# clubs lenght for short golfers....



## frenchie (Oct 21, 2016)

Hi all, I am a new member, from Québec Canada. I have begin golfing 3 years ago. I am 53 years old, lefty golfer (hockey habits...) 5' 5'' tall
My average score is around 100 (my best ever gave was 89)
I have my own philosophy regarding clubs lenght versus golfer's height.
ex: Why a 6'2'' guy will use same lenght's club as a 5' 5'' guy ?
Last week while golfing a friend told me, I should choke my club so the toe of the club head would be more flat (or less up in the air) Doing so, would promote a better chance to hit the ball on the ''sweet spot'' 
So to me it make a lot of sence ! I would like to heard from experienced golfers if this ''philosophie'' is true.
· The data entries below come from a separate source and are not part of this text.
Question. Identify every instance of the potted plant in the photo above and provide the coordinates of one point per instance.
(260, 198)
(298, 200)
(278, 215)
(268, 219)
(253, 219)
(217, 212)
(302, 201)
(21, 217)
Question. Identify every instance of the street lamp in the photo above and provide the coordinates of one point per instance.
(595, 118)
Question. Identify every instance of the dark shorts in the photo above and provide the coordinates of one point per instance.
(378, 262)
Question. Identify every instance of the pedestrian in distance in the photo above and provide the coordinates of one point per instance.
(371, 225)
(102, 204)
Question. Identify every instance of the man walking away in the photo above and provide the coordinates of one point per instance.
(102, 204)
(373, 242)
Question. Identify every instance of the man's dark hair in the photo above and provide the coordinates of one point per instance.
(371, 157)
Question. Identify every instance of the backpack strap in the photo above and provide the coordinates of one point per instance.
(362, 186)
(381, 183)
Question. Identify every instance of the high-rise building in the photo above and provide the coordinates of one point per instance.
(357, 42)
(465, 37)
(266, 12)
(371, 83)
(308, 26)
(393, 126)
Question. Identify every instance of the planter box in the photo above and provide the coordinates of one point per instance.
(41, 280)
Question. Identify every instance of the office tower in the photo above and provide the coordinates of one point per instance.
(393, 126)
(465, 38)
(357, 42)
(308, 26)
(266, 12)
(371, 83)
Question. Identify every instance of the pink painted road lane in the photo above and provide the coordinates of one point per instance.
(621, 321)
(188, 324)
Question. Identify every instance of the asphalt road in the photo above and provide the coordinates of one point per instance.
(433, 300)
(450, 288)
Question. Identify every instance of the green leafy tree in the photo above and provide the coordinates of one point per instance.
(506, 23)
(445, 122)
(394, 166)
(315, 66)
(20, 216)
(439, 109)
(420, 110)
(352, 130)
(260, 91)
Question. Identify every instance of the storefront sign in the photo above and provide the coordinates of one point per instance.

Perhaps speciel clubs (shorter) would improve my overall golfing ??

thank you all


----------



## rainorshinegolf (Sep 20, 2017)

Most people will have an arm length in proportion to their overall height. In some cases, if you find that you are more comfortable with shorter length clubs (this is fine), DEFINITELY make sure to get fitted for the proper lie angle.


----------



## grumpygopher (May 29, 2016)

rainorshinegolf said:


> Most people will have an arm length in proportion to their overall height. In some cases, if you find that you are more comfortable with shorter length clubs (this is fine), DEFINITELY make sure to get fitted for the proper lie angle.


Exactly!! But think about it again.


----------